There are many similarities between Tim Brewster and Barack Obama.
October 25, 2010

 


President Barack Obama’s rally and Tim Brewster’s firing coming just six days earlier bring to mind the eerie similarities between the leader of the free world and the former leader of Gopher Nation.


For starters, both men landed their respective gigs by masking their inexperience with charisma.


When hired by the University of Minnesota in 2007, Brewster became a head coach for the first time since 1988, when he was Grand Poobah of Central Catholic High School football in Indiana. Brewster had never even held a coordinator position in the nearly two decades he spent coaching between college and the pros. Nevertheless, Brewster was able to charm his way to the top, billing himself to Athletics Director Joel Maturi as a master recruiter while at the University of Texas.


Convincing four-star recruits to play for Texas’ illustrious program isn’t exactly as difficult as convincing Sarah Palin that global warming is real. Still, Brewster had Maturi and the dwindling fan base Brewster dubbed "Gopher Nation" believing he could put top talent in maroon and gold uniforms.


During his primary campaign, Obama captivated Democratic audiences with rousing speeches that made people forget that he was only a first-term U.S. senator. Obama’s inspirational persona gave him the edge over more experienced competitors like then-Sen. Hillary Clinton, D-N.Y., and Gov. Bill Richardson, D-N.M. In the general election, Obama’s articulate message of hope and change trumped Sen. John McCain’s, R-Ariz., awkward demeanor and more than 25-year-career in national politics.


Both Brewster and Obama made overly ambitious promises they almost certainly could not keep.

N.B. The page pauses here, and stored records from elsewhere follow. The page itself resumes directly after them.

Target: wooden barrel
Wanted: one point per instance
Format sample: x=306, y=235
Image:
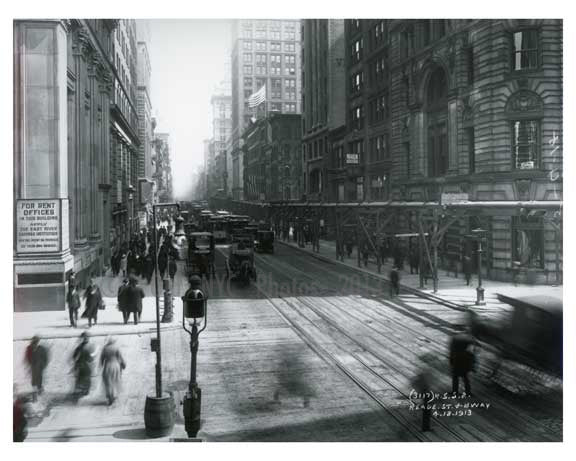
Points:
x=159, y=416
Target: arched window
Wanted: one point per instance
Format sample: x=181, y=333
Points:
x=437, y=111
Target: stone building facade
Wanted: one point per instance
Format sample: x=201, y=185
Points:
x=273, y=166
x=470, y=107
x=63, y=82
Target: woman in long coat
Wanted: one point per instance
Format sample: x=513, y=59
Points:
x=112, y=364
x=93, y=302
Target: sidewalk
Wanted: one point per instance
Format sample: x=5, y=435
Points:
x=452, y=291
x=56, y=324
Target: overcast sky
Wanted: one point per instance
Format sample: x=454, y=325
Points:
x=188, y=62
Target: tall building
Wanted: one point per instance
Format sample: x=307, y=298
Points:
x=145, y=131
x=125, y=143
x=466, y=107
x=222, y=129
x=62, y=87
x=265, y=54
x=163, y=168
x=323, y=100
x=273, y=166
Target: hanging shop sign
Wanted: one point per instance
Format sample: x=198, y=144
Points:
x=38, y=226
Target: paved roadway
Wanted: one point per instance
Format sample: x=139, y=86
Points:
x=311, y=352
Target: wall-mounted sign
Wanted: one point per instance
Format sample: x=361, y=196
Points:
x=38, y=226
x=352, y=159
x=447, y=199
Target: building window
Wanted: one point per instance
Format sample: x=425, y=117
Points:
x=525, y=146
x=357, y=118
x=470, y=64
x=528, y=241
x=357, y=81
x=276, y=88
x=356, y=50
x=471, y=150
x=379, y=188
x=525, y=55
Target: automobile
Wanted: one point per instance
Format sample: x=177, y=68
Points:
x=200, y=260
x=240, y=260
x=531, y=334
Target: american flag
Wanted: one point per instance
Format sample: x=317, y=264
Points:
x=257, y=98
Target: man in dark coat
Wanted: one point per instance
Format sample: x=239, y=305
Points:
x=134, y=295
x=37, y=359
x=462, y=361
x=122, y=306
x=172, y=268
x=93, y=302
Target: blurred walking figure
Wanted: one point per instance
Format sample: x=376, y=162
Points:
x=172, y=268
x=73, y=300
x=94, y=302
x=133, y=299
x=394, y=282
x=37, y=358
x=82, y=365
x=462, y=361
x=112, y=364
x=122, y=305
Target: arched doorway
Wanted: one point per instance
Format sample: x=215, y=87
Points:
x=437, y=123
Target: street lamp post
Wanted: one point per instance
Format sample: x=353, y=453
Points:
x=479, y=290
x=194, y=310
x=159, y=410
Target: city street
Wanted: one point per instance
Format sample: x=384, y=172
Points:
x=312, y=352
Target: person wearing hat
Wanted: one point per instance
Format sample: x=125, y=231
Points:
x=134, y=295
x=112, y=364
x=37, y=358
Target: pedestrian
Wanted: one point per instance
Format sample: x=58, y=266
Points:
x=37, y=357
x=467, y=269
x=122, y=305
x=82, y=358
x=394, y=282
x=112, y=364
x=94, y=302
x=462, y=361
x=134, y=295
x=414, y=260
x=162, y=261
x=172, y=268
x=124, y=263
x=73, y=300
x=148, y=267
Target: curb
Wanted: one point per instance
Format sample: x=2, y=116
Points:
x=406, y=288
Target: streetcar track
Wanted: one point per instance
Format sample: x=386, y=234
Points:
x=507, y=407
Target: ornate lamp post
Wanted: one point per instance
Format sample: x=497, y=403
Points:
x=194, y=311
x=480, y=234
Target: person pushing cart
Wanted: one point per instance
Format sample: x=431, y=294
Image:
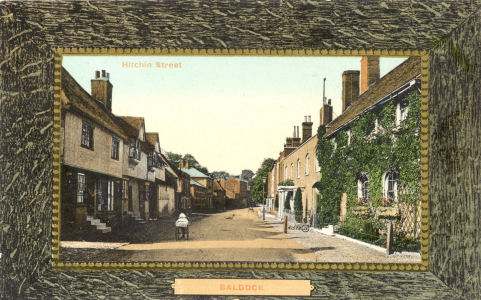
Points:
x=182, y=227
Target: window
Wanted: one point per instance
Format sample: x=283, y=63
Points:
x=298, y=168
x=134, y=150
x=114, y=153
x=363, y=189
x=87, y=140
x=150, y=160
x=307, y=165
x=80, y=187
x=390, y=187
x=334, y=143
x=105, y=195
x=125, y=189
x=401, y=111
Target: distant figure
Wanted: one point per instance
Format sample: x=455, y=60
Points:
x=182, y=223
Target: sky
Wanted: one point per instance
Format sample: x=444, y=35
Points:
x=229, y=112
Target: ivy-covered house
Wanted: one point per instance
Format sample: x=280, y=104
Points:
x=369, y=156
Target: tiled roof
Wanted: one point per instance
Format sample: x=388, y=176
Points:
x=194, y=173
x=74, y=97
x=152, y=137
x=193, y=182
x=131, y=125
x=388, y=83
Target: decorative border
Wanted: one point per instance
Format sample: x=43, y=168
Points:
x=58, y=265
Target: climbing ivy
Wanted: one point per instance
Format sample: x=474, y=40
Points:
x=373, y=152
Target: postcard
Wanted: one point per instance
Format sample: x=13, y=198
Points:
x=235, y=160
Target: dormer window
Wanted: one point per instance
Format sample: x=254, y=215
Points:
x=134, y=150
x=114, y=153
x=87, y=140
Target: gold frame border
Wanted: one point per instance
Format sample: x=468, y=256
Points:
x=58, y=265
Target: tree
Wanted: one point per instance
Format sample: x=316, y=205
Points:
x=174, y=158
x=247, y=175
x=298, y=205
x=259, y=182
x=219, y=175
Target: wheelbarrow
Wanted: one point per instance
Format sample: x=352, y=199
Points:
x=182, y=227
x=181, y=232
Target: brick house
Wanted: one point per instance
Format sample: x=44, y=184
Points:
x=201, y=187
x=92, y=156
x=138, y=176
x=361, y=91
x=235, y=191
x=162, y=190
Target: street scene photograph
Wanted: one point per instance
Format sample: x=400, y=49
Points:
x=240, y=158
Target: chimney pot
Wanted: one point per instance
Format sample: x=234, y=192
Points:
x=369, y=71
x=102, y=90
x=350, y=88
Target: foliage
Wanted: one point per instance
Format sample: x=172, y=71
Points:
x=247, y=175
x=405, y=243
x=259, y=182
x=371, y=152
x=219, y=175
x=457, y=54
x=175, y=159
x=287, y=201
x=287, y=182
x=298, y=205
x=366, y=230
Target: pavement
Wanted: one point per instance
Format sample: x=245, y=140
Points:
x=236, y=235
x=338, y=248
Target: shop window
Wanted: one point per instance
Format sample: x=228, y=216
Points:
x=87, y=140
x=114, y=153
x=363, y=189
x=81, y=188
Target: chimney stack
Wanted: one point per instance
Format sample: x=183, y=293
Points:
x=306, y=128
x=296, y=140
x=326, y=113
x=102, y=89
x=369, y=71
x=350, y=88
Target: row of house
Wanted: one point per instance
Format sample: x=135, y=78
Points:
x=113, y=170
x=362, y=92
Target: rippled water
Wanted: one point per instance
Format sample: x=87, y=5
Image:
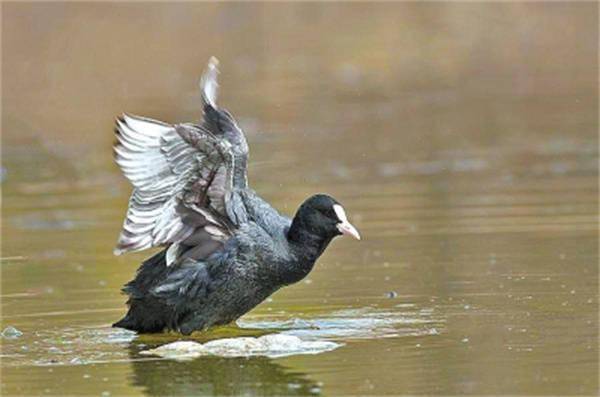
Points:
x=471, y=173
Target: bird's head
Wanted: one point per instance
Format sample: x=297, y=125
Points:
x=323, y=217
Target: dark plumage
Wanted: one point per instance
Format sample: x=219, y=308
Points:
x=226, y=249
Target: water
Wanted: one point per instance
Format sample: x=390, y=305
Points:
x=468, y=161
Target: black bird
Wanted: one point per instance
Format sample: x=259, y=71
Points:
x=226, y=249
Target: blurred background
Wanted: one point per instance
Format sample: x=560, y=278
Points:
x=461, y=138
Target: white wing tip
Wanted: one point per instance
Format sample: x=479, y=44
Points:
x=208, y=82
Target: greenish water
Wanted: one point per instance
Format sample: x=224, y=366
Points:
x=468, y=161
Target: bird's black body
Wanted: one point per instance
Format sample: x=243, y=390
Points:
x=227, y=249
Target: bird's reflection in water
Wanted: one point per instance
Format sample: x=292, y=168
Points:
x=210, y=375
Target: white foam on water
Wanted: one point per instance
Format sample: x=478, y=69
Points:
x=275, y=345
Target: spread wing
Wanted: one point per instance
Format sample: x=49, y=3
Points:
x=183, y=177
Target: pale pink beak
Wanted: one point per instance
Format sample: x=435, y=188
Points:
x=345, y=227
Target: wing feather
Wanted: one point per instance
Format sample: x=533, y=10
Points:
x=181, y=175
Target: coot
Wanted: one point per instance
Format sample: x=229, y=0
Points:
x=225, y=248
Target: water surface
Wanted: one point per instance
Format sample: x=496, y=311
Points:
x=461, y=139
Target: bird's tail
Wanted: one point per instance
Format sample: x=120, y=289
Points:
x=146, y=313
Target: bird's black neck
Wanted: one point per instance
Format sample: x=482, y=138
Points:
x=306, y=247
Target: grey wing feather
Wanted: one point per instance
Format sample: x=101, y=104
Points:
x=183, y=176
x=180, y=179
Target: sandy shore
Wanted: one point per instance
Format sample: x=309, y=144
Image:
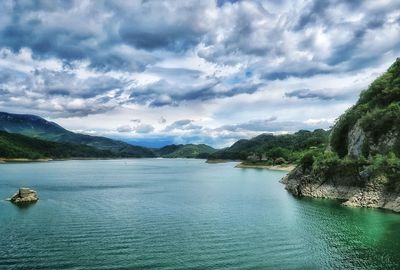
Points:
x=216, y=161
x=287, y=168
x=10, y=160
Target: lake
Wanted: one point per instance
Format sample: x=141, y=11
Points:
x=182, y=214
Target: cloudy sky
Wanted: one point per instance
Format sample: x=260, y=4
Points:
x=159, y=72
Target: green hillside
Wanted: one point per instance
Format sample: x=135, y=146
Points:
x=37, y=127
x=274, y=149
x=20, y=146
x=364, y=144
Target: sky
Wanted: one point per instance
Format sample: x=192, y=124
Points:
x=189, y=71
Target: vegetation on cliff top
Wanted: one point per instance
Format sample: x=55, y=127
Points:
x=275, y=149
x=20, y=146
x=377, y=113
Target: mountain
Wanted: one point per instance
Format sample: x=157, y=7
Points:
x=273, y=149
x=19, y=146
x=361, y=165
x=37, y=127
x=186, y=151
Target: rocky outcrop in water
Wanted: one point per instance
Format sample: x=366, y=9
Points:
x=372, y=194
x=24, y=196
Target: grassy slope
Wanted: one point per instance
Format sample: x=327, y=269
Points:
x=186, y=151
x=20, y=146
x=37, y=127
x=287, y=148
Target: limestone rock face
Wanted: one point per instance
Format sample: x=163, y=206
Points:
x=24, y=196
x=356, y=140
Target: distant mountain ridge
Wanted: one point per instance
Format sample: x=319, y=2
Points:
x=273, y=149
x=16, y=146
x=37, y=127
x=32, y=126
x=186, y=151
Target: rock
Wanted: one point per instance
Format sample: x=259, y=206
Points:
x=24, y=196
x=356, y=138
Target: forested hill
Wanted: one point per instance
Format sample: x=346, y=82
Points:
x=37, y=127
x=275, y=149
x=362, y=164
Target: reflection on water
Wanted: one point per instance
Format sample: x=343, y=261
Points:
x=182, y=214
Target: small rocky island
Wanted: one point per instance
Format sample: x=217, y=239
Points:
x=24, y=196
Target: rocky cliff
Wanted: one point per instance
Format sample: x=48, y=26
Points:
x=361, y=166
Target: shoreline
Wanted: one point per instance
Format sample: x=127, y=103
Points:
x=286, y=168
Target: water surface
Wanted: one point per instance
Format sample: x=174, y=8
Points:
x=182, y=214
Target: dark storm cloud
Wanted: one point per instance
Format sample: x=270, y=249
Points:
x=114, y=39
x=309, y=94
x=155, y=94
x=272, y=124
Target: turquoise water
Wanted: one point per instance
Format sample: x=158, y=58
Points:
x=182, y=214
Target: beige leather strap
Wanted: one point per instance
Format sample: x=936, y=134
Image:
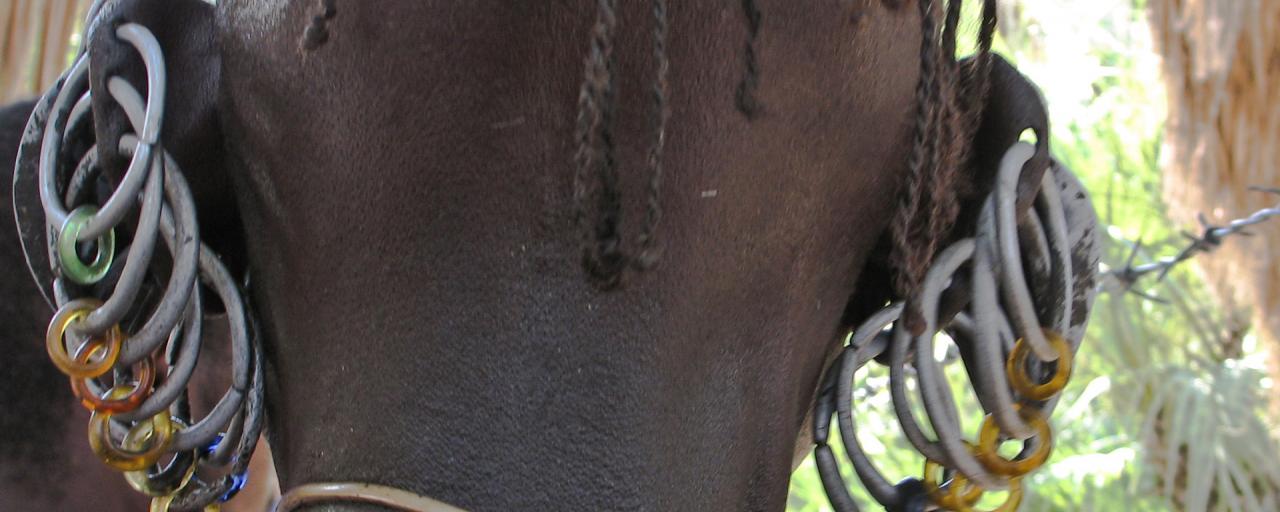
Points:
x=361, y=493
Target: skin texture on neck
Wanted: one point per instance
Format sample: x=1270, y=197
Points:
x=405, y=188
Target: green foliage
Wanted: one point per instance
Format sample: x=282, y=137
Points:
x=1166, y=408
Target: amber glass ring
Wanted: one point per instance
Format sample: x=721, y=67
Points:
x=950, y=497
x=101, y=351
x=1011, y=502
x=1023, y=383
x=132, y=396
x=144, y=444
x=988, y=443
x=161, y=481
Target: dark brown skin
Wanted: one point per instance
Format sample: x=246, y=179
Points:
x=405, y=195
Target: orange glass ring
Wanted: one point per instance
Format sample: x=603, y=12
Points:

Brewster had fans and local media swooning after his first press conference as head coach when he promised to lead the Gophers to the Rose Bowl for the first time since 1962. "We’re going to win the Big Ten Championship and we’re going to take Gopher Nation to Pasadena," Brewster said. "That’s my dream, that’s my goal and that’s my belief. It will happen here sooner rather than later."


Rather than a Big Ten Championship, Brewster delivered a 15-30 record and a series of sophomorically optimistic statements routinely mocked by local talk radio hosts.


As for Obama, his goal was to change the way government operates by ending a long era of partisanship that had plagued Congress for decades. Surely if he invited Republicans over to the White House for cocktails and a fireside chat his enigmatic personality would be enough to reconcile two polarized ideologies.


But instead the GOP dug their heels in for a fight and hit the Democrats harder than Ohio State linebackers hit Gophers quarterbacks.


Since taking office, both Brewster and Obama have had to significantly alter their offensive game plans.


When Brewster was hired in 2007, he brought with him the pass-heavy spread offense, which was supposed to baffle Big Ten defenses with a variety of formations. But after finishing at or near the bottom of the conference in scoring for three consecutive seasons, Brewster decided a "pound-the-rock" running attack was what the Gophers needed to assert their offensive will over opponents. Through the first seven games this season, the Gophers averaged a mere 141.6 rushing yards per game, good for ninth in the Big Ten.


Obama, too, abandoned his initial bipartisan strategy in favor of a "pound-the-rock" approach to lawmaking. Along with Democratic leaders, Obama hammered the contentious health care reform bill through both chambers with as many Republican votes as Brewster won bowl games — zero.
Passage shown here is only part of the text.